Documentaries that chart the hurdles faced by ambitious film projects have been plentiful of late. Like Frank Pavich’s excellent Jodorowsky’s Dune, Lost Soul… is afforded the good grace and fortune of having a truly eccentric visionary at its core – underground artist/philosopher/academic/author and film director Richard Stanley, a brilliant, enigmatic presence whose plummy accent and intelligent gaze emerge from beneath the broad brim of his trademark Stetson.
Stanley found favour with some of the more adventurous LA executives after his 1990 sci-fi metal-noir oddity Hardware and trippy serial-killer western Dust Devil. He boldly pitched a fresh version of his lifelong obsession– H.G. Wells’ The Island of Dr Moreau, the nightmarish tale of man’s inner beast becoming externalized. Given a surprising degree of free rein for a newcomer to Hollywood, Stanley’s small, dark vision was soon spiralling out of control, the self-serving influence of boardroom bullies to the harsh physical realities of shooting in the Queensland rainforest proving to be just two of the elements that led to Stanley’s descent into his own heart of darkness.

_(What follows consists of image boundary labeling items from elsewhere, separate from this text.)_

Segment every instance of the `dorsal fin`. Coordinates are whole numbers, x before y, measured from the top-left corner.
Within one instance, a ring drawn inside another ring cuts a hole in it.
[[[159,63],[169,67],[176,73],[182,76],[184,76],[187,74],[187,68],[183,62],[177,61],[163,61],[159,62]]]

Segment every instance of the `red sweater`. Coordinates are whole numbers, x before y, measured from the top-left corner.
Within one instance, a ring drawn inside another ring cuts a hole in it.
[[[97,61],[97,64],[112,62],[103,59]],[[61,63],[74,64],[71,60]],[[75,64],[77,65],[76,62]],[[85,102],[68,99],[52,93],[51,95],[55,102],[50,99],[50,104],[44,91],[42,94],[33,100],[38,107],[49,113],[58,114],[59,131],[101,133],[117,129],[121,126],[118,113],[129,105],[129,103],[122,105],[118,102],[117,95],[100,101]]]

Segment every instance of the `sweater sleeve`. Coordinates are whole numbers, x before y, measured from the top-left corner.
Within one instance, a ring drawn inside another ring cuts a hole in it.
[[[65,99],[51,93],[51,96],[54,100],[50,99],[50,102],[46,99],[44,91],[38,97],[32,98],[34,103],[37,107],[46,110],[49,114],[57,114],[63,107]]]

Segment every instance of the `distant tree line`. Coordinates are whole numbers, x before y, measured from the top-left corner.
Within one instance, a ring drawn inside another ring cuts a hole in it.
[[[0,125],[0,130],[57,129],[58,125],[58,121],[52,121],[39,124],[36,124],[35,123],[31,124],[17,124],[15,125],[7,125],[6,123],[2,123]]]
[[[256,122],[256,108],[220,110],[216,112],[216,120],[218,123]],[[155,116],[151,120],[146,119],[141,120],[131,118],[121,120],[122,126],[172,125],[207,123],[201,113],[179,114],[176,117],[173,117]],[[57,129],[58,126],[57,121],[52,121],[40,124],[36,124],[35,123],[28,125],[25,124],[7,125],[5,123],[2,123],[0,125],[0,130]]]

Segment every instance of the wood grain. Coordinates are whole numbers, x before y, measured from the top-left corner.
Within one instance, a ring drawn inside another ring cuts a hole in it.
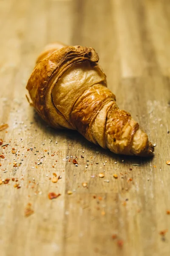
[[[0,139],[9,143],[0,146],[0,180],[10,179],[0,185],[1,256],[170,255],[170,6],[168,0],[0,1],[0,125],[9,125]],[[115,155],[40,119],[25,86],[37,56],[55,41],[96,49],[118,105],[156,144],[152,159]],[[62,178],[57,183],[49,179],[54,172]],[[61,195],[50,200],[49,192]],[[34,213],[27,217],[28,203]]]

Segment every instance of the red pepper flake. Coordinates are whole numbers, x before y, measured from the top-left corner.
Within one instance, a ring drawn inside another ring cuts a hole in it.
[[[116,234],[113,234],[112,236],[112,239],[116,239],[117,238],[117,235]]]
[[[119,248],[122,248],[123,245],[123,241],[122,240],[118,240],[117,241],[117,244]]]
[[[53,178],[51,180],[51,181],[53,183],[56,183],[57,182],[58,180],[58,179],[57,177],[53,177]]]
[[[54,192],[50,192],[48,194],[48,197],[49,199],[54,199],[54,198],[57,198],[60,195],[61,195],[61,194],[56,194]]]
[[[5,124],[5,125],[0,125],[0,131],[7,129],[8,127],[8,125],[7,124]]]
[[[10,180],[10,179],[8,179],[8,178],[6,179],[4,181],[4,184],[8,184],[8,183]]]
[[[25,217],[28,217],[34,213],[34,210],[31,207],[31,204],[28,203],[24,209],[24,215]]]
[[[167,232],[168,230],[167,229],[165,230],[162,230],[159,232],[159,235],[161,236],[164,236]]]
[[[77,162],[76,161],[76,159],[73,159],[73,163],[74,164],[78,164],[78,163],[77,163]]]

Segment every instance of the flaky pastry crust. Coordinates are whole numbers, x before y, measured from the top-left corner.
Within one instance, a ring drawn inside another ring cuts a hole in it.
[[[51,126],[76,130],[116,154],[152,155],[154,147],[147,134],[117,106],[98,61],[92,48],[48,46],[27,85],[33,105]]]

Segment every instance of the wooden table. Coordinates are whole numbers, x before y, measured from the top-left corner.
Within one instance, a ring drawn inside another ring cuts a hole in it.
[[[0,17],[1,256],[170,255],[169,0],[1,0]],[[39,117],[26,85],[56,41],[96,49],[118,105],[156,144],[152,159],[115,155]]]

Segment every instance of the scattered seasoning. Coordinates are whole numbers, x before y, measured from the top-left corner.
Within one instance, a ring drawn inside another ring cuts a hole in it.
[[[117,244],[119,248],[122,248],[123,245],[123,241],[122,240],[118,240],[117,241]]]
[[[17,189],[20,189],[21,187],[21,186],[19,184],[17,184],[17,183],[14,185],[14,188],[17,188]]]
[[[99,177],[100,178],[103,178],[103,177],[105,177],[105,175],[104,173],[102,173],[102,172],[101,172],[99,174]]]
[[[5,124],[5,125],[0,125],[0,131],[3,131],[3,130],[5,130],[7,129],[8,127],[8,125],[7,124]]]
[[[77,164],[78,163],[76,161],[76,159],[73,159],[73,163],[74,163],[74,164]]]
[[[132,164],[132,166],[141,166],[141,164],[137,164],[137,163],[134,163],[133,164]]]
[[[104,180],[104,182],[107,182],[108,183],[109,182],[109,180]]]
[[[31,207],[31,204],[28,203],[24,209],[24,215],[25,217],[28,217],[34,213],[34,212]]]
[[[2,147],[7,147],[8,145],[9,145],[8,143],[6,143],[6,144],[3,144],[3,145],[2,145]]]
[[[67,192],[67,194],[68,195],[72,195],[73,194],[73,192],[71,190],[68,190]]]
[[[9,183],[10,180],[10,179],[6,179],[3,183],[4,184],[8,184],[8,183]]]
[[[112,239],[116,239],[117,238],[117,235],[116,234],[113,234],[112,236]]]
[[[82,186],[84,188],[86,188],[88,186],[88,183],[87,182],[83,182],[82,183]]]
[[[48,194],[48,197],[49,199],[54,199],[54,198],[57,198],[60,195],[61,195],[61,194],[56,194],[54,192],[50,192]]]
[[[161,236],[164,236],[166,233],[168,231],[168,230],[167,229],[165,230],[162,230],[161,231],[160,231],[159,235],[161,235]]]
[[[57,177],[53,177],[53,178],[51,180],[51,181],[52,182],[53,182],[53,183],[56,183],[57,182],[58,180],[58,178]]]

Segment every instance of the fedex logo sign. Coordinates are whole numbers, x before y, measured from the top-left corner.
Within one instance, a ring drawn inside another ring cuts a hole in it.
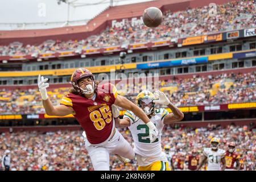
[[[256,35],[256,28],[245,29],[245,36],[251,36]]]

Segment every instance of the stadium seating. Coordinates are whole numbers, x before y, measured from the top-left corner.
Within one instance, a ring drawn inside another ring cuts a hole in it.
[[[40,45],[0,45],[0,56],[75,51],[255,27],[255,8],[254,1],[241,1],[218,5],[218,13],[213,17],[209,16],[208,6],[175,13],[167,11],[164,14],[162,26],[155,29],[147,28],[141,24],[132,26],[131,21],[127,21],[125,26],[108,27],[100,35],[83,40],[48,40]]]
[[[246,102],[256,101],[256,72],[248,73],[223,73],[207,77],[175,78],[160,80],[159,88],[177,106]],[[141,84],[133,85],[143,89]],[[125,85],[118,93],[135,102],[138,93],[127,92]],[[48,89],[54,105],[60,103],[69,88]],[[38,89],[28,90],[0,90],[0,112],[2,114],[44,113]]]
[[[125,129],[120,131],[133,146],[129,131]],[[171,152],[175,155],[180,152],[185,156],[194,148],[201,154],[203,148],[209,147],[209,140],[213,136],[222,139],[220,148],[225,150],[226,142],[235,140],[238,145],[237,151],[246,157],[246,169],[255,169],[256,136],[255,131],[250,131],[247,126],[230,125],[222,128],[209,125],[207,127],[197,129],[166,126],[163,130],[162,145],[170,145]],[[82,131],[2,133],[0,156],[7,148],[11,151],[13,171],[93,169]],[[42,154],[46,162],[39,164],[38,161]],[[110,167],[112,170],[137,170],[138,167],[136,160],[124,165],[113,156],[110,157]]]

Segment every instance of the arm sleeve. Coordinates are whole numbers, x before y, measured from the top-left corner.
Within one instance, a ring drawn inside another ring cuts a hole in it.
[[[126,112],[125,112],[125,114],[123,115],[123,118],[128,118],[130,119],[130,120],[131,121],[131,123],[133,122],[134,122],[135,121],[135,117],[134,117],[133,113],[131,111],[130,111],[130,110],[126,111]]]
[[[208,157],[208,150],[207,148],[204,148],[204,151],[203,151],[203,154],[206,157]]]
[[[221,158],[223,158],[226,156],[226,151],[224,150],[221,150]]]
[[[163,121],[163,119],[164,119],[164,117],[168,114],[169,114],[169,112],[165,109],[164,108],[162,108],[161,109],[161,121]]]
[[[107,97],[105,98],[105,100],[106,101],[108,101],[108,102],[109,102],[109,103],[114,104],[115,98],[117,97],[117,89],[114,85],[111,83],[105,83],[100,86],[100,88],[98,89],[99,91],[110,96],[110,98],[109,100]]]
[[[65,96],[62,98],[60,104],[64,105],[67,106],[73,107],[72,100],[69,98],[68,96]]]
[[[5,167],[5,163],[4,163],[4,160],[5,160],[5,155],[3,156],[3,157],[2,158],[2,167]]]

Present is the undeniably dark pleasure one derives from watching a slow-motion train wreck take shape. Cast (Fairuza Balk, Marco Hofschneider, one-time lead Rob Morrow and several Australian support players) and crew (from LA maven Robert Shaye to legendary Aussie production designer Graham ‘Grace’ Walker) flesh out the reality of events that have long since formed into legend. Thoroughly entertaining are the accounts of Marlon Brando’s grand eccentricity, replacement director John Frankenheimer’s methodical boorishness and Val Kilmer’s utter dick-ishness.
But it is the broader insight that Gregory explores in Lost Soul: The Doomed Journey of Richard Stanley’s The Island of Dr Moreau that proves most satisfying. Stanley’s planned film was perhaps the last of its kind – a wild, unsafe gamble on a director’s mad, complex, thematically rich studio tent-pole. It shares a pedigree with the likes of Terry Gilliam’s Brazil or Jeunet’s & Caro’s The City of Lost Children - expensive visions left bloodied by horrible births that clawed their way to cult status. To Hollywood’s great shame, Richard Stanley’s vision of Wells’ hellish utopia never materialized, but its legacy makes for an appropriately insane real-life narrative every bit as brilliantly mad and maddening as the fiction promised to be.